PARBOABOA, Pematang Siantar - Maraknya alih fungsi lahan pertanian untuk kebutuhan perumahan di Kota Pematang Siantar, Sumatra Utara terus menuai sorotan.
Terbaru, pengamat pertanian Sumatra Utara, Roeskani Sinaga menduga ada campur tangan pejabat di lingkup Pemko Pematang Siantar terkait pemberian izin alih fungsi lahan tersebut.
Apalagi selama ini, peraturan terkait alih fungsi lahan tidak dijalankan dengan ketat oleh Pemko Pematang Siantar.

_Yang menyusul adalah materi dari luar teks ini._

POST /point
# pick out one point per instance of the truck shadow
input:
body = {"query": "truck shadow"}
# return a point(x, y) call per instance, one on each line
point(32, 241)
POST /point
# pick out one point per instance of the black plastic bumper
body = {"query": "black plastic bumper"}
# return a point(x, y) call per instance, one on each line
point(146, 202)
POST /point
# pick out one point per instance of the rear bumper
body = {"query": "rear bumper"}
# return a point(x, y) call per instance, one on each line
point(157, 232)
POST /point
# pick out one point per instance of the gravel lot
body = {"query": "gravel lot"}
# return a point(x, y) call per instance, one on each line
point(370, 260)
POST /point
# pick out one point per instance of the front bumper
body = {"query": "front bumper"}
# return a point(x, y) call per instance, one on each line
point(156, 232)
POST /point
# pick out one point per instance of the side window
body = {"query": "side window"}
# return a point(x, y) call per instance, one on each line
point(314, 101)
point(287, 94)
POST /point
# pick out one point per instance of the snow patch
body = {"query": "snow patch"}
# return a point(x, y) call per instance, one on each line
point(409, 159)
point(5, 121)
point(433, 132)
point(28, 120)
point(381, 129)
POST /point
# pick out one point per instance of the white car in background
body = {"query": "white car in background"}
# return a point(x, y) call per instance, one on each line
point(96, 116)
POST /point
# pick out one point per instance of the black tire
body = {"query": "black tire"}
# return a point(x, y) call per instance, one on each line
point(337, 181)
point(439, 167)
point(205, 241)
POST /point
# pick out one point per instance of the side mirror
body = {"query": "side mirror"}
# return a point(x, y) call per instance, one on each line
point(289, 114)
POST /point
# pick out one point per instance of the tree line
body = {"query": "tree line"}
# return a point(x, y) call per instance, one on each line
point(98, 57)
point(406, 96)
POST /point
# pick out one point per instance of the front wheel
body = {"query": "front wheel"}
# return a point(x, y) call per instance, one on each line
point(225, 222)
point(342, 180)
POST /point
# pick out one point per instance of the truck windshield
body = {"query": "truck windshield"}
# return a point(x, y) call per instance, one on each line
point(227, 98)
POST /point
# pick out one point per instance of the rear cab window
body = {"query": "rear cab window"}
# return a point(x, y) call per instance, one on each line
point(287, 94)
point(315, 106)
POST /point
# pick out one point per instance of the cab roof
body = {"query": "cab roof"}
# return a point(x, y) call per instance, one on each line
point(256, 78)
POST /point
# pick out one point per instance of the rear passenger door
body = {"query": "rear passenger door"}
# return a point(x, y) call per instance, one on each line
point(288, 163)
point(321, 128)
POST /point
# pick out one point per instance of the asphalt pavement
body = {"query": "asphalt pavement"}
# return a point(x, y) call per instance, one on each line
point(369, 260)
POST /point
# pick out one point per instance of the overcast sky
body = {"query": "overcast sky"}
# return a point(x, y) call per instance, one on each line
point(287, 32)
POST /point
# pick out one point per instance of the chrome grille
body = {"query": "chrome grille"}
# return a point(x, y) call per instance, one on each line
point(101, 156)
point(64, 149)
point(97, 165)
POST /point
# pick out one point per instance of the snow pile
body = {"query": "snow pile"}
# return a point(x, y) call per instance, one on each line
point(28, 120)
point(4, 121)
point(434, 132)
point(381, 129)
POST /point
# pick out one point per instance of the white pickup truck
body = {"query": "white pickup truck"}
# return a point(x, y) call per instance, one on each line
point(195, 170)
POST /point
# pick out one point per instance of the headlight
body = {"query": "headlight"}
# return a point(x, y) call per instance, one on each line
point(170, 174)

"Sebenarnya yang bisa menyaring apakah bisa dialihfungsikan atau tidak adalah pemerintah daerah, bukan pemerintah pusat," ungkapnya kepada PARBOABOA, Jumat (20/10/2023).
Akademisi Universitas Simalungun (USI) itu meminta Pemko Pematang Siantar mengambil langkah tegas dengan berpedoman pada Undang-Undang UU Nomor 1 Tahun 2011 tentang Penetapan dan Alih Fungsi Lahan Pertanian Pangan Berkelanjutan.
"Aturan itu mempertegas larangan alih fungsi lahan yang strategis untuk pertanian, sehingga tidak berimbas pada produktivitas hasil produk pertanian yang stagnan," ungkap Roeskani.
Ia mengatakan, banyaknya petani yang mengalihfungsikan lahan pertaniannya, bisa jadi karena ketidaksanggupan petani melakukan budidaya pertanian yang harganya juga tidak murah.
Mensiasati itu, lanjut Roeskani, saatnya Pemko Pematang Siantar mencanangkan pertanian modern, yang memadukan berbagai kegiatan pertanian, perkebunan, perikanan dan ilmu lainnya untuk memaksimalkan potensi lahan.
"Di sinilah peran universitas dan pemerintahan sebagai pemberi kebijakan berkolaborasi memberikan bimbingan dan arahan menuju pertanian modern tersebut, supaya di kemudian hari tidak terjadi krisis pangan," kata dekan di Fakultas Pertanian USI itu.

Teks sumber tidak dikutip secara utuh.